Design and construction
- Architect: John Campbell

Heritage New Zealand – Category 1
- Designated: 28 June 1990
- Reference no.: 5011

= Government Buildings, Hokitika =

Former government buildings in Hokitika, New Zealand

The former Government Buildings in Hokitika, also known as Seddon House, are on the West Coast of the South Island of New Zealand. The building is classified as a "Category I" ("places of 'special or outstanding historical or cultural heritage significance or value'") historic place by Heritage New Zealand Pouhere Taonga, previously known as the New Zealand Historic Places Trust.

== History ==
The Government Buildings were designed by Government Architect, John Campbell primarily as a response to the request by the Lands and Survey Department for more and better space. Campbell also incorporated a new courthouse and space for other government departments.

Contract plans for the first half of the building were completed in January 1908. While tenders for the building were being considered, a public subscription in Hokitika raised funds for a statue of Richard Seddon. Minister of Public Works William Hall-Jones requested that the Government Buildings be set back to allow the statue to be placed in front. Campbell agreed that the building be set back 20 feet (6.1m), although he did this to allow shrubs to be planted in front, as he did not consider the setback sufficient for the statue. The statue was however placed outside the partially completed Government Buildings and unveiled on 25 May 1910.

== Construction and style ==
Prime Minister, Sir Joseph Ward, laid the foundation stone on 7 May 1908. Construction of the first half of the building, the main entrance and the left wing, was completed by 8 June 1909. Plans for the second half were not drawn up until November 1911. The second stage of the building contained the new courthouse. The original plans had contained both a Magistrates' Court on the ground floor and a Supreme Court above. However in 1911 the Supreme Court was moved to Greymouth, and so the plans were redrawn to contain a boardroom above the Magistrates' Court. The building was completed by end of 1913, and contained the Supreme Court, the Stipendiary Magistrate and Warden's Court, the office of the Commissioner of Crown Lands and offices for the Chief Surveyor, Education Board, and County Council.

The building is constructed of banded brick and plaster in an Edwardian Imperial Baroque style. The Hokitika building is considered more restrained than some of Campbell's earlier designs, such as the Dunedin Law Courts. According to Heritage New Zealand Pouhere Taonga, it was one of the key buildings which established Edwardian Baroque as the style of government architecture in New Zealand in the early part of this century.

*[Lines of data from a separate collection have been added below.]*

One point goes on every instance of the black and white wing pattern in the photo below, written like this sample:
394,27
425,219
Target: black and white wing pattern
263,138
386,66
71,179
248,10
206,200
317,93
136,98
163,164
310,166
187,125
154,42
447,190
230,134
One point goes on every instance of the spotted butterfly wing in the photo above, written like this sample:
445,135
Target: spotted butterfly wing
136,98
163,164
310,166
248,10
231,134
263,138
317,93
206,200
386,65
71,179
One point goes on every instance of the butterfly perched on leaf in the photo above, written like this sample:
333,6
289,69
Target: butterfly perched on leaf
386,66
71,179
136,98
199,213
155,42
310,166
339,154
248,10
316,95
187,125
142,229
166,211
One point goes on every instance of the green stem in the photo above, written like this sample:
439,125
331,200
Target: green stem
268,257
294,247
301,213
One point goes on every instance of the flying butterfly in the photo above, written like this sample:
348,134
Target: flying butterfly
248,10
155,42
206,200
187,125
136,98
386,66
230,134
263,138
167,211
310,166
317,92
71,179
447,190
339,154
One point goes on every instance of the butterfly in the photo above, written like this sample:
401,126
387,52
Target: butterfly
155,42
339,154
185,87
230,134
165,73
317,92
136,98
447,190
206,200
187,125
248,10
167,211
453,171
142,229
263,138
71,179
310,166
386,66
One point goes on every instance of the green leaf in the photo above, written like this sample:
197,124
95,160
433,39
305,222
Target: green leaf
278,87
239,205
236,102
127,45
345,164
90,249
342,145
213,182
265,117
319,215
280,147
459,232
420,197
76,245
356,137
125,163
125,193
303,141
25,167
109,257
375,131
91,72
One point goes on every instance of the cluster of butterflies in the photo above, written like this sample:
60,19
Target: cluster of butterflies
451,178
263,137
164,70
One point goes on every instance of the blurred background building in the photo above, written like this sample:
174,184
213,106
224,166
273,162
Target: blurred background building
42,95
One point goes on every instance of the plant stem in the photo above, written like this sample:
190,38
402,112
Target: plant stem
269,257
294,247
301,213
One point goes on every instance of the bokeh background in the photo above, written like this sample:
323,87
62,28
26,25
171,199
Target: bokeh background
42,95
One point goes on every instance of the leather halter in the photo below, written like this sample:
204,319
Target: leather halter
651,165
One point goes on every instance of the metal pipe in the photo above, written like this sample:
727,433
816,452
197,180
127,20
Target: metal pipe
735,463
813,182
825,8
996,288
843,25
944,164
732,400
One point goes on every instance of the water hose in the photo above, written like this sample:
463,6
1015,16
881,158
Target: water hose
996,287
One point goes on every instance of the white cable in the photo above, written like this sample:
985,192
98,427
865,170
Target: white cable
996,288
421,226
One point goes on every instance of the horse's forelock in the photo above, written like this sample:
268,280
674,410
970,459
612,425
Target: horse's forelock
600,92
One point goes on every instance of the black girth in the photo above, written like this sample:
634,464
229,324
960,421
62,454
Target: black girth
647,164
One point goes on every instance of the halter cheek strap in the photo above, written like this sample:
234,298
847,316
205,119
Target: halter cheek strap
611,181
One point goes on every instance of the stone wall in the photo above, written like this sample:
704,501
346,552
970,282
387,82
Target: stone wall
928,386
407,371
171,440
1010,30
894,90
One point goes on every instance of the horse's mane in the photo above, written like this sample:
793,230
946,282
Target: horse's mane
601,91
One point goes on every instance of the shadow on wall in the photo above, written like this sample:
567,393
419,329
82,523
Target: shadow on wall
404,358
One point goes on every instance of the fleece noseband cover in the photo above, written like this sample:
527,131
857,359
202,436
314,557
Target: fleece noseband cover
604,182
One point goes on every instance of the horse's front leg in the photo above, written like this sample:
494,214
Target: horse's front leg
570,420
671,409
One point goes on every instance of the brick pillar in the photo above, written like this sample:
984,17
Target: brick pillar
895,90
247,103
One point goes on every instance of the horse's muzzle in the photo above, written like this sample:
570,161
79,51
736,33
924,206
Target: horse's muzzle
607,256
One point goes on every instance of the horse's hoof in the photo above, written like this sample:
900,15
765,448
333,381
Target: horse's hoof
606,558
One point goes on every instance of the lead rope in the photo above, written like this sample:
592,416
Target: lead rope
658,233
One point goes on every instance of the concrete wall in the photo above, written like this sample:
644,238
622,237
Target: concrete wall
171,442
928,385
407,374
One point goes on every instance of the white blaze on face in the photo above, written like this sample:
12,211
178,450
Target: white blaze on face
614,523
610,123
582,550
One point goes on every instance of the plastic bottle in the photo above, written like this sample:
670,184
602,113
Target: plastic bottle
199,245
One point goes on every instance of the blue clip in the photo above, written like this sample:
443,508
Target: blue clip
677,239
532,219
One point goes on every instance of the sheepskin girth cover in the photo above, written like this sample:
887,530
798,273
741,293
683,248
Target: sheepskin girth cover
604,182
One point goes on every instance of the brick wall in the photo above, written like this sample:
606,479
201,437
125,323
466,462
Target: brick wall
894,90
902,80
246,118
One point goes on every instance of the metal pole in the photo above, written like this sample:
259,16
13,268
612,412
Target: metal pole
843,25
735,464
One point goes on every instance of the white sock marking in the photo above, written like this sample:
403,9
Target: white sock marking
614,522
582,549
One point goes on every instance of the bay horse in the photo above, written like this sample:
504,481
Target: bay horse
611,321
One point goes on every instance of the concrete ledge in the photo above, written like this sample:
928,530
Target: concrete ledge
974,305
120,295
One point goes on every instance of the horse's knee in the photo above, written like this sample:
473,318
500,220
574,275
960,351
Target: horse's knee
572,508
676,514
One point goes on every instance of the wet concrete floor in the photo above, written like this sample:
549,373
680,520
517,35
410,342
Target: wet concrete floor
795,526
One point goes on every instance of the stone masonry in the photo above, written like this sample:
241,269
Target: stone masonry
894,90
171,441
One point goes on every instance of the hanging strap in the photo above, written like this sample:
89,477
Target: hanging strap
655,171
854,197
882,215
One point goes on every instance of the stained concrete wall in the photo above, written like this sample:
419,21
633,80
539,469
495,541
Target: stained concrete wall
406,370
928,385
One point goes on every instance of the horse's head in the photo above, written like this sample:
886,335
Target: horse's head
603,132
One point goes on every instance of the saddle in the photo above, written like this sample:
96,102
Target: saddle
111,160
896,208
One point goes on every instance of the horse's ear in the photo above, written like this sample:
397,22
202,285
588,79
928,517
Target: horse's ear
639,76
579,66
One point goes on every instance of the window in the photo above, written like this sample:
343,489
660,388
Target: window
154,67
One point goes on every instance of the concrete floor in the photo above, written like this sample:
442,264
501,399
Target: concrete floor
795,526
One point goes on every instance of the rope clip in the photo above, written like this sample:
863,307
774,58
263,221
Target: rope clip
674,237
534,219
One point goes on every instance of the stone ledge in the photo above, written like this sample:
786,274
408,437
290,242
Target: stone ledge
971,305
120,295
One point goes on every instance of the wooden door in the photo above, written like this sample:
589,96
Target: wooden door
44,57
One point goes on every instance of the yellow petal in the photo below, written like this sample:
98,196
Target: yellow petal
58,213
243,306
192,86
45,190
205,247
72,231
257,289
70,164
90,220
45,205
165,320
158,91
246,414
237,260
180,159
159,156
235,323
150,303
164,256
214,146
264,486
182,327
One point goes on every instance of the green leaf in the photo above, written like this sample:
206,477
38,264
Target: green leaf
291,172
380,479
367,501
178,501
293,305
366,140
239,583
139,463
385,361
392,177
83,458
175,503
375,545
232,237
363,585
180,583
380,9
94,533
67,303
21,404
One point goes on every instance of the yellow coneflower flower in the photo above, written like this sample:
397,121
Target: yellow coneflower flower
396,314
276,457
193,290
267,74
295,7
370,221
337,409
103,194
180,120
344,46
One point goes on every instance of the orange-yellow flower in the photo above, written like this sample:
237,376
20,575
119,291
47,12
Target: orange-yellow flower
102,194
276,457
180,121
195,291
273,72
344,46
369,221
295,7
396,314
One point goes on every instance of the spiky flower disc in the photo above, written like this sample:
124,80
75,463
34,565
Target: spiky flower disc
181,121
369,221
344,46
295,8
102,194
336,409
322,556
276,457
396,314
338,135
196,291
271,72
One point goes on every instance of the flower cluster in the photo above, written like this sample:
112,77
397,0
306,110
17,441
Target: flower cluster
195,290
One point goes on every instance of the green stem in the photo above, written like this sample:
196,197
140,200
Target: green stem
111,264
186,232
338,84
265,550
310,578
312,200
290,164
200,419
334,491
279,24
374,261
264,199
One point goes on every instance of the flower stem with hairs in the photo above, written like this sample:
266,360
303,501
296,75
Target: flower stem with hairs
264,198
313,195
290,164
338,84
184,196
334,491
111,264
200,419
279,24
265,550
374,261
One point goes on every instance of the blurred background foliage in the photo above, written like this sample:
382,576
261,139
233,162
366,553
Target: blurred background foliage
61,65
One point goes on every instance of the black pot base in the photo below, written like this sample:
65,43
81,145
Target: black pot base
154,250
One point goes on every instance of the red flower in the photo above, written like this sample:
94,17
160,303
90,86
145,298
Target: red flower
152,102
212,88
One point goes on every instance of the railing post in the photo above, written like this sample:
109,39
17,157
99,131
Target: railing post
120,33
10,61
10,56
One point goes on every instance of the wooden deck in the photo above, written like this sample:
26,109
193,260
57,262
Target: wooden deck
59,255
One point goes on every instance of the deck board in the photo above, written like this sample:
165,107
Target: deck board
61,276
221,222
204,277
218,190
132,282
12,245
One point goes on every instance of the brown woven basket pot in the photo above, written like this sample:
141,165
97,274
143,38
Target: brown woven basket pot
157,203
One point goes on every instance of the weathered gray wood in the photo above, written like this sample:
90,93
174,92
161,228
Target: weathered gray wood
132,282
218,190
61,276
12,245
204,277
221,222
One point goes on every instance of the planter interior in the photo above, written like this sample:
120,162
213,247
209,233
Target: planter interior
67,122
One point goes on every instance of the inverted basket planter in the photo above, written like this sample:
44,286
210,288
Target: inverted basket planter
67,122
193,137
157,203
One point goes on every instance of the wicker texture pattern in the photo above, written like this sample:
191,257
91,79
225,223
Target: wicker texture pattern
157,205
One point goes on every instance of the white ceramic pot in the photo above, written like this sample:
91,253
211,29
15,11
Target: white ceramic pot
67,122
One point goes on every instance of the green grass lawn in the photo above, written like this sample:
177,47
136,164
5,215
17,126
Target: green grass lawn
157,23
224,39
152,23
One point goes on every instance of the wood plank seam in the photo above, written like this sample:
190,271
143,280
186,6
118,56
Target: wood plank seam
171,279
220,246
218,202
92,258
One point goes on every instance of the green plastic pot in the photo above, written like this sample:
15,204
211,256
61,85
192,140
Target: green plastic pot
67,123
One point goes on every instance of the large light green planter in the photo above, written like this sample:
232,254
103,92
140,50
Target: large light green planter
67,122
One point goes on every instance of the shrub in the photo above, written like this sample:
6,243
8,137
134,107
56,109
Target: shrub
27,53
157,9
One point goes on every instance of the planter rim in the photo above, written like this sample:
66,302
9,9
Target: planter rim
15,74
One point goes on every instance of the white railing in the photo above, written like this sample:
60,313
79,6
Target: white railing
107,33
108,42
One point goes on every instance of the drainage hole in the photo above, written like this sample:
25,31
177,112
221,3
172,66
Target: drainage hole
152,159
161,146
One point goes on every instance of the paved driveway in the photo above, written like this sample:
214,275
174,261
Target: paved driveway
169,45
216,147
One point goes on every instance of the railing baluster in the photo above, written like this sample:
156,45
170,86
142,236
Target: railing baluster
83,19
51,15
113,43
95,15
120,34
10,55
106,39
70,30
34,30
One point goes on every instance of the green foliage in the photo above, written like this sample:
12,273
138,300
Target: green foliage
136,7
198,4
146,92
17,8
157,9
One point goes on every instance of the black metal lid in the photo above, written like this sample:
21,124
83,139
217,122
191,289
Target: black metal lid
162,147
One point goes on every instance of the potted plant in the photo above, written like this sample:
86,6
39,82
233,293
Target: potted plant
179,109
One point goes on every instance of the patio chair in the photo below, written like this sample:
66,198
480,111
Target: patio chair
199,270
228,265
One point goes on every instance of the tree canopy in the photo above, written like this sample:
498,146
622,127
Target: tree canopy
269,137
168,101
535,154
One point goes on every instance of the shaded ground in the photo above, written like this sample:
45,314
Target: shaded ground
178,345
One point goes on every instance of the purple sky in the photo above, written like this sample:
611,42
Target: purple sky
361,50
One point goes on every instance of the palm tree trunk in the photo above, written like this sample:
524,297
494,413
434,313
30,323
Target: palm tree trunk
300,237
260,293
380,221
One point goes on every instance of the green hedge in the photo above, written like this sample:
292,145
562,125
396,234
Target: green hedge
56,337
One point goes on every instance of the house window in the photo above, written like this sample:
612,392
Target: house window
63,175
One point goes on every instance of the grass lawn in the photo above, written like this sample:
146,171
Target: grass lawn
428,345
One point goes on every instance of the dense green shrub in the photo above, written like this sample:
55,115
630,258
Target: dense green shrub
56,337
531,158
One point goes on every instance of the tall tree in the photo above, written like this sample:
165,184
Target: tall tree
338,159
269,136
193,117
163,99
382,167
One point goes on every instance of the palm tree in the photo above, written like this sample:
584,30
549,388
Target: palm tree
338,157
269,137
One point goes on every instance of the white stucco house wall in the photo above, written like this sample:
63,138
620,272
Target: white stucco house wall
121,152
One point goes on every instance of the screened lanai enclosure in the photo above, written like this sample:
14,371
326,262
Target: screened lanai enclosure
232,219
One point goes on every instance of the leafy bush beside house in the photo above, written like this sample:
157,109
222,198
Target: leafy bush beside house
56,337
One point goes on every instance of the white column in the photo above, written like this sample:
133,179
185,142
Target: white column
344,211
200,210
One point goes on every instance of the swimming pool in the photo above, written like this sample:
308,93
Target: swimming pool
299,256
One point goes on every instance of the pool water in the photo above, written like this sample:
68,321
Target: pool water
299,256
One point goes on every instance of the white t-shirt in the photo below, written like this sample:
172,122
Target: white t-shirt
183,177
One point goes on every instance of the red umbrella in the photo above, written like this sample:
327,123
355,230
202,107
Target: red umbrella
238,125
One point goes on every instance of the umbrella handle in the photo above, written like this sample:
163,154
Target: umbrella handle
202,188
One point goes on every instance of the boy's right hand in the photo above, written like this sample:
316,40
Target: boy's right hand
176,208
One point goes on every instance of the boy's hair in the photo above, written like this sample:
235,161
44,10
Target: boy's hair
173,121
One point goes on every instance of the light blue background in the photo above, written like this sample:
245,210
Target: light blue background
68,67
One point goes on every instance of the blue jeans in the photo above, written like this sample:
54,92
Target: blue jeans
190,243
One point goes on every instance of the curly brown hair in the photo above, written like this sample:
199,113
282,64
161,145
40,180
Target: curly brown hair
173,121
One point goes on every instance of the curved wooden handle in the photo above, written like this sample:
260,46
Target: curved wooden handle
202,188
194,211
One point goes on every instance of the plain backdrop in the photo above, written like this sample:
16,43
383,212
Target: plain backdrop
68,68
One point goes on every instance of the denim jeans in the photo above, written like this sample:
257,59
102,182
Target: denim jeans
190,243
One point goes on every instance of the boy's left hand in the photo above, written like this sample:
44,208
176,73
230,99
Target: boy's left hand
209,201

== Changing uses and ownership ==
The courtroom was closed in the 1970s due to restructuring by the then Department of Justice.

The building was registered by the New Zealand Historic Places Trust as a Category I item in June 1990, with registration number 5011.

The building housed various government departments until the 1990s, but was sold by the government in 1994. In 2015, it was sold to three Auckland property investors, and then put on the market again in 2017.

On the 26 September 2020, the building was purchased by Heritage New Zealand for $400,000. The New Zealand Government will invest $22 million from the Government’s $3 billion infrastructure fund in seismic strengthening and for the building to be refitted for use as offices for the Department of Conservation (DOC), which will lease the building.